And a special note to in-laws: While I’ve been fortunate to have been blessed with the most incredible in-laws who still consider me a part of the family, I understand that’s not always the case. For parents who lost their son and ultimately a relationship with their daughter-in-law and/or grandchildren, I encourage you to try to mend the fences. You’re in pain. She’s in pain. The children are in pain. Allow the love for the decedent to pull you closer. There is strength in numbers. Heal together.
8. Avoiding Saying My Husband’s Name
We miss our spouses. There will forever be a dull pain that takes our breath away every time his name is mentioned. Please know, however, that we do not want him to ever be forgotten. It’s okay to share your favorite story of him. It’s all right to say his name.
A Young, Widowed & Dating group member from Morrisville, N.C., was 46 with a 5-year-old when she lost her spouse. They relish in the stories and memories her family and friends share with them. It helps keep her husband’s memory alive.
After my hubby died, his Facebook friends reached out to me. Many of them I had never met but they all seemed to have the same story: I remember having a problem and he did everything possible to help me resolve the issue.

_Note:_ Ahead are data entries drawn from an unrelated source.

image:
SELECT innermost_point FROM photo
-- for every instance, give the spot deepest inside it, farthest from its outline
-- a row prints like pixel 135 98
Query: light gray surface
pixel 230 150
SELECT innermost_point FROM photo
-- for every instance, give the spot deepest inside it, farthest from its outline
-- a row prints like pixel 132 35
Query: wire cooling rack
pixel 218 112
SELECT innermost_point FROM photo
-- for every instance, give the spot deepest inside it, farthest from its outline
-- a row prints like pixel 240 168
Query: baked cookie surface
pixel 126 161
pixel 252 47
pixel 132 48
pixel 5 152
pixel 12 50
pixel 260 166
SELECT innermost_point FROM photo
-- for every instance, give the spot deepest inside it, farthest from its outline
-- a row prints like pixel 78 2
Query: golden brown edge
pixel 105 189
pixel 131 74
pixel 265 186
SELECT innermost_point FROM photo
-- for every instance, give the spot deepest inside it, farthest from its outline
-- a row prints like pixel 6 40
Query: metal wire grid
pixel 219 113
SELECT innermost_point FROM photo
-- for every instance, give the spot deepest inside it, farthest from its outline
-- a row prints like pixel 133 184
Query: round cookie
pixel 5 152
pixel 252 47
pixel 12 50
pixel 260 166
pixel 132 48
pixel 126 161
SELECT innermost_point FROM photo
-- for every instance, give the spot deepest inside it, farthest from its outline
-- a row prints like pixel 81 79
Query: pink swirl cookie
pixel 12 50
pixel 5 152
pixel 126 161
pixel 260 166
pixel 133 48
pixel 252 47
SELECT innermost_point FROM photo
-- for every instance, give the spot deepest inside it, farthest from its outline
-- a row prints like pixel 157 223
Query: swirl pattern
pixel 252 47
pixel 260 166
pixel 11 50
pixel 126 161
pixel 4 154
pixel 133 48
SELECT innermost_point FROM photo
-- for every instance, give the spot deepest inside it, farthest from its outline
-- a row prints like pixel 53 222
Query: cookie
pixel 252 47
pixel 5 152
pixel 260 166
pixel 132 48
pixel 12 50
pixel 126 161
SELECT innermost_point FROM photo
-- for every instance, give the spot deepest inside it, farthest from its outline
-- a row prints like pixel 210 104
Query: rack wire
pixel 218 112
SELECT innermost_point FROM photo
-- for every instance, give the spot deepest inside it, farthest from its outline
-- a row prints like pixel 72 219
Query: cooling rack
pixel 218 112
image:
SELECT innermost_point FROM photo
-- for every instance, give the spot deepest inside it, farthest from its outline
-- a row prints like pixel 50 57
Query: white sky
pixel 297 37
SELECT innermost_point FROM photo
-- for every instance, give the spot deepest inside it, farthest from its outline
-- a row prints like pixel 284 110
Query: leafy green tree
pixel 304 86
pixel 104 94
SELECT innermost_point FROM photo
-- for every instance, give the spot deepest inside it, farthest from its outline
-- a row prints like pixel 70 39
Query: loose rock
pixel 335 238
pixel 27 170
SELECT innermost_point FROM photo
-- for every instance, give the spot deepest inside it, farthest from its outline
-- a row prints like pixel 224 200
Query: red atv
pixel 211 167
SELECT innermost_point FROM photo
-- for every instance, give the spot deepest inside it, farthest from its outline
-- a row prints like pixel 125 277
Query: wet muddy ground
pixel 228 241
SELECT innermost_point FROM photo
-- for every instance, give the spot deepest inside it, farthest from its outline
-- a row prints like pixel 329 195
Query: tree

It made my heart full knowing there were so many other people whose lives were touched by him. It helped me celebrate his life and the way he lived it. Stories of him helping others continue to remind me to be kinder, more empathetic… to understand everyone has a story.
Nothing takes away the pain of losing a spouse. We only ask that you give thought to your words and actions as it relates to our loss. Often, we're grieving in the only way we may know how and are taking things day by day.